Cezaevinin çok büyük bir yapı olduğunu belirten Orhan Miroğlu "Bir bölümünde kültürel faaliyetler yapılabilir ama o hafızayı yaşatacak bir işlevi olmalı" diyor ve tüm bölümlerin hafıza müzesi olarak kullanılmasının şart olmadığını ifade ediyor.
Adalet Bakanlığı'nın cezaevini boşaltmasından sonra proje aşamasına geçileceğini söyleyen Miroğlu 'Sinop, Ulucanlar örneği var, Süleymaniye'de Emnisoreka var, bunun örnekleri var, Türkiye herhalde bu örnekleri dikkate alacaktır. Tabi ki burada tarih ve kültür çalışmaları da olabilir.''
Orayı yaşamış her mahkumun gönlünden cezaevinin bir müze olması gerektiğini dile getiren Miroğlu şöyle devam ediyor:
"Kültür faaliyeti derken, sazlı, sözlü muhabbet gecelerinden bahsetmiyor kimse ama cezaevinin ve şehrin hafızasıyla ilgili kültürel faaliyetler de olabilir, tarih çalışmaları da yapılabilir."
Orhan Miroğlu, bir sonraki MKYK toplantısında, bu konudaki görüşlerine yer verdiği bir raporu cumhurbaşkanı sunacaklarını da ekliyor.

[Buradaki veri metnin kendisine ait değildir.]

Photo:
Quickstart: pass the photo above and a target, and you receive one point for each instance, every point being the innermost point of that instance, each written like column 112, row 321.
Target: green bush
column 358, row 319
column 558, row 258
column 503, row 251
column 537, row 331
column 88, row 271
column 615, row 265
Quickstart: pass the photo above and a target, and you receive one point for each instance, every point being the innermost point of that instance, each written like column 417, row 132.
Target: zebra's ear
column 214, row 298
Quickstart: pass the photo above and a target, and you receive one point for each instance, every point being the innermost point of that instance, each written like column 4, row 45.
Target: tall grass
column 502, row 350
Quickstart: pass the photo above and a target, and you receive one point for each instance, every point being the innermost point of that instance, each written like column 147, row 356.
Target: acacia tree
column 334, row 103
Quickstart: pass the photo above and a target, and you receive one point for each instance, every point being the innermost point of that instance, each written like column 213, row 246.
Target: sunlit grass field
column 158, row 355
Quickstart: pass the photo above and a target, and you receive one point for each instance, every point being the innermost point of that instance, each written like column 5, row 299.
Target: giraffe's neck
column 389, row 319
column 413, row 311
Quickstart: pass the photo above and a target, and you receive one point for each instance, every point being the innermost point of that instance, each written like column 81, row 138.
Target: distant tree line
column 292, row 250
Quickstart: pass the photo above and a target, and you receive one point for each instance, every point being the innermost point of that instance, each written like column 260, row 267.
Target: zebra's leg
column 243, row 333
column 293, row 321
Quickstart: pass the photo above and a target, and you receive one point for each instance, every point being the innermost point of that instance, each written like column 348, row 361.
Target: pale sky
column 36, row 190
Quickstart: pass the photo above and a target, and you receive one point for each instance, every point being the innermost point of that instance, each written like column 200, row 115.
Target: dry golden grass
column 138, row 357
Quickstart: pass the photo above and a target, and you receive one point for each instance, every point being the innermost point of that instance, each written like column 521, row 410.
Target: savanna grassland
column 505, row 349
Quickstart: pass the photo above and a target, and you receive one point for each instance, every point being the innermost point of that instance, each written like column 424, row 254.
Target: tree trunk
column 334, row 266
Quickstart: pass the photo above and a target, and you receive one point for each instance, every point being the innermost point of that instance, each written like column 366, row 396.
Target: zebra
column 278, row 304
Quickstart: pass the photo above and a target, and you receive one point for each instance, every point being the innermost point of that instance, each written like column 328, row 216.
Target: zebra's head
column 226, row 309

'Diyarbakır Cezaevi insanlık trajedisidir'
Diyarbakır Cezaevi'nin Türkiye'nin son 40 yıllık siyasi tarihini, Kürt toplumunun devletle olan ilişkilerini çok etkileyen ve PKK'nın güçlenmesine yol açmış bir mekan olduğu tespitinde bulunan Orhan Miroğlu şöyle devam ediyor:
"Orada yaşanan ağır işkencelerin birçok sonucu oldu, çıkanların yüzde seksini soluğu Bekaa'da aldı, Abdullah Öcalan da bu cezaevinin PKK tarihi üzerinde oynadığı rolü dile getirmişti. Orası bir insanlık trajedisidir ama birçok insan orayı PKK'nin yeniden doğduğu yer olarak görür yani Diyarbakır cezaevinin bu şiddet ortamını besleyen çok büyük bir işlevi oldu."